Dockerised example of monitoring Apache Kafka with Prometheus Alert Manager and Grafana. This project makes use of the prometheus-jmx-exporter which is configured to extract metrics from Kafka's JMX server. These metrics are then exposed via HTTP GET and polled by Prometheus. Prometheus will then trigger alerts in alertmanager which can then be received by Slack.
- kafka.yml - Kafka JMX polling configuration
- prometheus.yml - Prometheus metric polling configuration
- rules.yml - Prometheus Alerting Rules
- config.yml - Alert Manager Configuration
- slack.tmpl - Slack Template for Alerts
- install Docker and Docker Compose - https://docs.docker.com/
docker-compose up
- View Prometheus UI -
http://localhost:9090
- Grafana UI -
http://localhost:3000
(admin:admin) - Alert Manager -
http://localhost:9093
- Alerts will hit your Slack instance once you have replaced the slack_api_url: and channel: values with the correct URL and channel of your choice in config.yml. Slack will generate the URL required when you add 'incoming-webhook' to your channel of choice. See here: https://api.slack.com/incoming-webhooks
In order for the Kafka broker to expose JMX topic metrics you must send some messages to the topics. The best way to achieve this is to download Kafka from here: https://kafka.apache.org/downloads (I used 1.0.0) and use the Kafka Console Producer.
cat 100k-messages | ./kafka-console-producer.sh --broker-list localhost:9092 --topic customer
cat 100k-messages | ./kafka-console-producer.sh --broker-list localhost:9092 --topic audit
When applying messages to the system you will see an increase in the Bytes In metrics in Grafana.
The kafka metrics are pulled into Prometheus via the JMX exporter. These can be viewed in Prometheus by navigating to http://localhost:9090/graph
, enter a metric name to view the graphs.
Grafana can be used to build a more meaningful dashboard of the metrics in Prometheus, navigate to Grafana on http://localhost:3000
(admin:admin). An example dashboard is available to import in dashboards/Kafka.json
. You must add Prometheus as a data source on https://localhost:9090 (direct) and called the data source 'Prometheus'.
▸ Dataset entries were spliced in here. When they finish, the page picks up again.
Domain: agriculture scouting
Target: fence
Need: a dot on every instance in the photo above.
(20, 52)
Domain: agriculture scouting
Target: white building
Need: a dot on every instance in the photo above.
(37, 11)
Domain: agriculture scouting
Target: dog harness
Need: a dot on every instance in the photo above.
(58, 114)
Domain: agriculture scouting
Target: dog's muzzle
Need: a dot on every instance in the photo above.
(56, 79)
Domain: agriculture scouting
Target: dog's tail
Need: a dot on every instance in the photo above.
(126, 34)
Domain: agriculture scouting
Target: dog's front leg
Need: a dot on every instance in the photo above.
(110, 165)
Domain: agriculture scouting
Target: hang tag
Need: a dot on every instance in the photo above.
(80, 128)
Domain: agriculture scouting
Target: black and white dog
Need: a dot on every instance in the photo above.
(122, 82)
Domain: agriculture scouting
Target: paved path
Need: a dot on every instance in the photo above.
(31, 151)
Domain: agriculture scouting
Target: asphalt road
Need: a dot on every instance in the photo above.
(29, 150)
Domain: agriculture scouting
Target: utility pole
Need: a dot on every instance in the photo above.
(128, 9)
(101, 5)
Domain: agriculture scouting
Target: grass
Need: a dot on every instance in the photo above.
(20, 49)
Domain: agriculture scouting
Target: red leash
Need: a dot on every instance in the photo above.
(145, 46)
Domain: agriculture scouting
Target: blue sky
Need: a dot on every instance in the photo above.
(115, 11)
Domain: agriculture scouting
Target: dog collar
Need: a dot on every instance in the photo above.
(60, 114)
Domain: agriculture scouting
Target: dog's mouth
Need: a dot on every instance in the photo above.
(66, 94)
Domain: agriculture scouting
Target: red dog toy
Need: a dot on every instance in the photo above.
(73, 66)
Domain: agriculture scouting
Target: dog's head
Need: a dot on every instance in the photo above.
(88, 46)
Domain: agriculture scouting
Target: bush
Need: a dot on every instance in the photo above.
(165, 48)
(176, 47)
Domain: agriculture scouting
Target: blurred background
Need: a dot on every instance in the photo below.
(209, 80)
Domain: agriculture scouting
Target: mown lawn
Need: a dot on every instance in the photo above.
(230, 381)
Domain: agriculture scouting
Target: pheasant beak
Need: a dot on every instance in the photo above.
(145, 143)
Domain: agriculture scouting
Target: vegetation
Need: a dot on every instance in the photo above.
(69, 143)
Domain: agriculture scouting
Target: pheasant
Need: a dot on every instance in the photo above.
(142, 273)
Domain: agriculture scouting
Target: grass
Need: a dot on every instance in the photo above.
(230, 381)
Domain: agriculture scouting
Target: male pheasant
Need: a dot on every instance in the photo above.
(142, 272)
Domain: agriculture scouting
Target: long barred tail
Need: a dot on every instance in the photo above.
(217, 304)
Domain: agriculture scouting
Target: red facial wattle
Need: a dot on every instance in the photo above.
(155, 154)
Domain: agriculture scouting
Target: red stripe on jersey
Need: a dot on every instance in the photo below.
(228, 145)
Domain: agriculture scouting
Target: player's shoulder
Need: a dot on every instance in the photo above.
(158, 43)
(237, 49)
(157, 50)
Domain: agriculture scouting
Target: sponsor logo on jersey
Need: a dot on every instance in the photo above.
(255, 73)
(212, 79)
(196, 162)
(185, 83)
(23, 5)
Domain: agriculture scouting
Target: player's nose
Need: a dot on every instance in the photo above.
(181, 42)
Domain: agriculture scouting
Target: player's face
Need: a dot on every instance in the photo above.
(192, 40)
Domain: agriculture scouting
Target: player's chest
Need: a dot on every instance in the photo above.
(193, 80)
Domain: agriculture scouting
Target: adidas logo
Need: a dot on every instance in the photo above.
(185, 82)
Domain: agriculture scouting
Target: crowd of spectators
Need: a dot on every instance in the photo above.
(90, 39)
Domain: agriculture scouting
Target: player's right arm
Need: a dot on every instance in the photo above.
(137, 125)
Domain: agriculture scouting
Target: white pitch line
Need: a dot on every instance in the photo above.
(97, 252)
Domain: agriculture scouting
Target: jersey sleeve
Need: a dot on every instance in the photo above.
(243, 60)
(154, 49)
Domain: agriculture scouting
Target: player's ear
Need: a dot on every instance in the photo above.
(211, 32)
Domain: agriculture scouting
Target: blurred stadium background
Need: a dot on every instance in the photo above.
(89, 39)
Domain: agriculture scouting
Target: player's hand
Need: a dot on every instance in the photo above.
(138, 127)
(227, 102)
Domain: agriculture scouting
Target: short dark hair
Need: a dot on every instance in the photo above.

Applying enough load to the topics will cause an alert to be triggered. The rules set in rules.yml are for 50k Bytes In, 100k Bytes In, 150k Bytes In and 90% CPU. When applying messages to the topics using the aforementioned commands you'll see the alerts triggered in Alert Manager.
When the Alert Manager receives the alert state from Prometheus the API call is made to Slack webhooks to display the alert in your chosen slack channel. Taking the pressure off Kafka by stopping sending messages to the topics will bring the bytes in down and the alarms will resolve.